Singapore Universities Analysis
Project Overview
The dataset contains data regarding graduate employment outcomes, salaries, and related metrics. The goal was to critique the dataset, model its structure, implement it as a MySQL database, and create a simple Node.js-based web application to query and display insights from the data.
Key Project Stages
- Dataset Analysis and Critique:
- Dataset: GES dataset of Singapore universities.
- Critique:
- Examined the dataset for completeness, consistency, and relevance.
- Identified data fields such as university names, courses, employment rates, median salaries, and job types.
- Questions Formulated:
- What is the average Full-Time Permanent (FTP) and Overall Employment Rates for each university?
- What is the trend in the highest mean and median salaries for each year from 2013 to 2021, along with the corresponding university and degree?
- Which degree is facing a declining Full-Time Permanent (FTP) and Overall Employment Rates?
- E/R Model Creation:
- Entity-Relationship Model:
- Modeled entities such as Universities, Courses, Graduates, and Employment Outcomes.
- Defined relationships, such as:
- “Universities offer Courses.”
- “Graduates complete Courses.”
- “Graduates have Employment Outcomes.”
- Adjusted for relational database implementation:
- Normalized the design to reduce redundancy.
- Incorporated primary and foreign keys for all relationships.
- MySQL Database Implementation:
- Built a relational database in MySQL based on the E/R model.
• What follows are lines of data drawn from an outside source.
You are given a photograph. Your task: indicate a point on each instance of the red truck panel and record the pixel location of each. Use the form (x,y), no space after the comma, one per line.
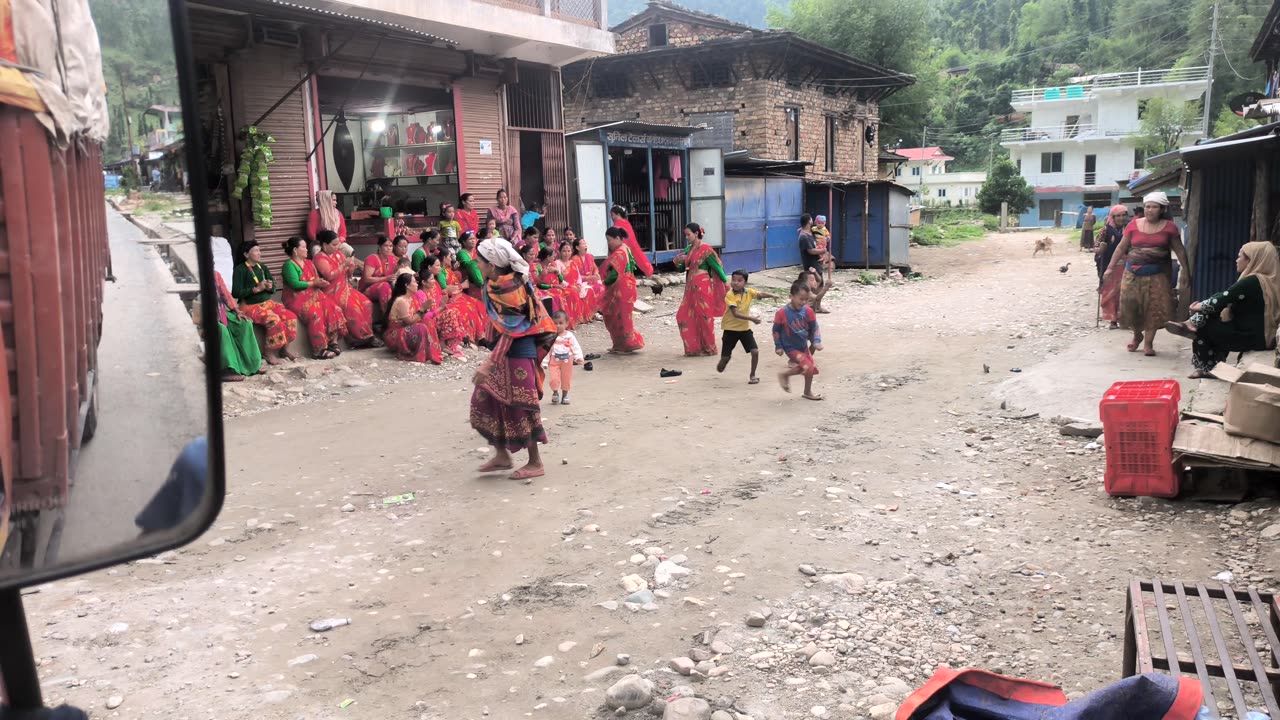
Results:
(53,261)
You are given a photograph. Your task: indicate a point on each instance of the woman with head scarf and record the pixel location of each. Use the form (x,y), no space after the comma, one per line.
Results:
(1242,317)
(504,406)
(327,217)
(1147,249)
(1104,250)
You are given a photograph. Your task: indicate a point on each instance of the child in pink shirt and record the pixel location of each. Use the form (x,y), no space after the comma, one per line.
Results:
(560,361)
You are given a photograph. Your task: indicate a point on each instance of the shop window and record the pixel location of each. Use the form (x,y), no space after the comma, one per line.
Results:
(1051,162)
(792,132)
(831,144)
(611,86)
(1050,209)
(712,74)
(534,101)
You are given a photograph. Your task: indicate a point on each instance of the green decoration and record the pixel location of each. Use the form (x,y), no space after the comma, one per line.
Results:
(254,174)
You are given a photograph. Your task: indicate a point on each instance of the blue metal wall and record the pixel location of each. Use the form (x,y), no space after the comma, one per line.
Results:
(849,246)
(1226,205)
(744,224)
(784,204)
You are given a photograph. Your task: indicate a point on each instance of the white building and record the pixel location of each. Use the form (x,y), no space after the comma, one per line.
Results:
(1080,141)
(926,173)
- Populated the database with sufficient data to ensure:
- All tables had meaningful entries.
- Relationships were demonstrated through multiple queries.
- Data Populated:
- Universities: Names, types (public/private).
- Courses: Names, fields, and associated universities.
- Employment Outcomes: Salaries, job types, and rates.
- Web Application Development:
- Built a simple Node.js-based web application to interact with the MySQL database.
- Implemented functionalities to:
- Display lists of universities and courses.
- Query employment outcomes and salaries.
- Answer formulated questions dynamically (e.g., “Which courses offer the highest mean salaries?”).
- Technologies Used:
- Node.js for server-side scripting.
- MySQL as the backend database.
- Basic HTML/CSS/JavaScript for the user interface.
Deliverables
- Report:
- Critique of the dataset.
- E/R diagrams illustrating the database structure.
- Queries demonstrating answers to key questions.
- MySQL Database:
- Populated with GES data.
- Normalized and optimized for queries.
- Node.js Web Application:
- Accessible via a shareable link to a lab environment.
- Interface designed to display and query GES data.
- Dataset Source URL:
- Provided a link to the original dataset for verification and replication.
Project Outcomes
This project successfully demonstrated the ability to analyze a dataset, model it using E/R diagrams, implement a relational database, and develop a web application to query and visualize data. It highlights a strong understanding of database design, web development, and the practical application of data analysis to answer real-world questions.